I'm still learning and like to build things that I will eventually be doing on a regular basis in the future, to give me a better understanding on how x does this or y does that.
I haven't learned much about how classes work entirely yet, but I set up a call that will go through multiple classes.
getattr(monster, monster_class.str().lower())(1)
Which calls this:
class monster:
def vampire(x):
monster_loot = {'Gold':75, 'Sword':50.3, 'Good Sword':40.5, 'Blood':100.0, 'Ore':.05}
if x == 1:
loot_table.all_loot(monster_loot)
Which in turn calls this...
class loot_table:
def all_loot(monster_loot):
loot = ['Gold', 'Sword', 'Good Sword', 'Ore']
loot_dropped = {}
for i in monster_loot:
if i in loot:
loot_dropped[i] = monster_loot[i]
drop_chance.chance(loot_dropped)
And then, finally, gets to the last class.
class drop_chance:
def chance(loot_list):
loot_gained = []
for i in loot_list:
x = random.uniform(0.0,100.0)
if loot_list[i] >= x:
loot_gained.append(i)
return loot_gained
And it all works, except it's not returning loot_gained. I'm assuming it's just being returned to the loot_table class and I have no idea how to bypass it all the way back down to the first line posted. Could I get some insight?
Keep using return.
def foo():
return bar()
def bar():
return baz()
def baz():
return 42
print foo()
I haven't learned much about how classes work entirely yet...
Rather informally, a class definition is a description of the object of that class (a.k.a. instance of the class) that is to be created in future.
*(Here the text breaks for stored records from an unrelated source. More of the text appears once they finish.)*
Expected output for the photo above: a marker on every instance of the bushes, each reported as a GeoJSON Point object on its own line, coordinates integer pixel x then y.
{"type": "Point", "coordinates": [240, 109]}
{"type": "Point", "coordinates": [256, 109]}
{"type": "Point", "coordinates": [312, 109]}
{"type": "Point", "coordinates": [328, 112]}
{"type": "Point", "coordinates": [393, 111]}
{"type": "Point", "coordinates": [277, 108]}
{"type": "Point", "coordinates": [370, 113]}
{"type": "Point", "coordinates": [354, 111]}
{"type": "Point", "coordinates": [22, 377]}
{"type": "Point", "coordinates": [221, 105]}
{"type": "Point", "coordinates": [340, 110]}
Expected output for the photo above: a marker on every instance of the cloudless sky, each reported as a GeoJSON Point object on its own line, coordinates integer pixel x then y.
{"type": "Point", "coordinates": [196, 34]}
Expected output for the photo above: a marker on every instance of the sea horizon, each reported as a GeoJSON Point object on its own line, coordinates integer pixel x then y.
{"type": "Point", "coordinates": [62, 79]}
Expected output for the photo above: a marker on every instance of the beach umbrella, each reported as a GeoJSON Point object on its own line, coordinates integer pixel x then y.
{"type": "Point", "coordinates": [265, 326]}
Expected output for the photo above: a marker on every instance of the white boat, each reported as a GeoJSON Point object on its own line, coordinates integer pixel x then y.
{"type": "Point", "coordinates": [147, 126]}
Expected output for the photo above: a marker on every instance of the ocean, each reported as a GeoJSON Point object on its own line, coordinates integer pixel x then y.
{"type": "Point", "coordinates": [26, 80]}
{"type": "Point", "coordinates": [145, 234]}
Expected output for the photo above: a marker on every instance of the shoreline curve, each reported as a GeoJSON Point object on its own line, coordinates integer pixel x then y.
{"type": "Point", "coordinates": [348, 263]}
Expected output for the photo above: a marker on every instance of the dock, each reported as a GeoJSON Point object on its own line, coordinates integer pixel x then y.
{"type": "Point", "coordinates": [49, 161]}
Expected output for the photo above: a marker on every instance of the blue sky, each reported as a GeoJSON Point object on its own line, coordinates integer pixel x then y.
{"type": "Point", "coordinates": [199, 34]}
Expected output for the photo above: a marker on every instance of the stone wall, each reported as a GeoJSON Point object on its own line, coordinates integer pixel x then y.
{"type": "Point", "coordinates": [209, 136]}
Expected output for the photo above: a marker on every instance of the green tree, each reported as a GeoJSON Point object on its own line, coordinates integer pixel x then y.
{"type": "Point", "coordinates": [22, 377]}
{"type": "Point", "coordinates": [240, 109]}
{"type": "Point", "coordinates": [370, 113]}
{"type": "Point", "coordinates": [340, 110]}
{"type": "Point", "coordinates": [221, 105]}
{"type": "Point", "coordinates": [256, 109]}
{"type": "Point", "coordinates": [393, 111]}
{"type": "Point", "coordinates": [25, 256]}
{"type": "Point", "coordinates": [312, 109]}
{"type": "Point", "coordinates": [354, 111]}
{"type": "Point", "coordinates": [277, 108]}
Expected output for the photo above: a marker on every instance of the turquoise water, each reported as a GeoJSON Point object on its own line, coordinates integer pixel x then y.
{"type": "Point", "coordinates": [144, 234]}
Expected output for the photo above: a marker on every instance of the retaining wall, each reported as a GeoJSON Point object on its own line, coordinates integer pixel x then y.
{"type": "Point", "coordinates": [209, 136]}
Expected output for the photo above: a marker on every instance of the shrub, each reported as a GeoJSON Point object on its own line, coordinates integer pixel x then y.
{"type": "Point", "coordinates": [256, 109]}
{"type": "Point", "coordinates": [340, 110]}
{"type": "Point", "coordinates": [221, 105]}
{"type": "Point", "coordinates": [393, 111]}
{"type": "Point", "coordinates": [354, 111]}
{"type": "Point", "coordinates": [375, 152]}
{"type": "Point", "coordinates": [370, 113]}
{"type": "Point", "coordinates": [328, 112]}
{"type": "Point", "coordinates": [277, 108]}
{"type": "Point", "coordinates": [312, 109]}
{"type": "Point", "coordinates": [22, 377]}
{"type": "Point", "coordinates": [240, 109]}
The class definition contains the code (definitions of the methods). The object (the class instance) basically contains the data. The method is a kind of function that can take arguments and that is capable to manipulate the object's data.
This way, classes should represent the behaviour of the real-world objects, the class instances simulate existence of the real-world objects. The methods represent actions that the object apply on themselves.
From that point of view, a class identifier should be a noun that describes category of objects of the class. A class instance identifier should also be a noun that names the object. A method identifier is usually a verb that describes the action.
In your case, at least the class drop_chance: is suspicious at least because of naming it this way.
If you want to print something reasonable about the object--say using the print(monster)--then define the __str__() method of the class -- see the doc.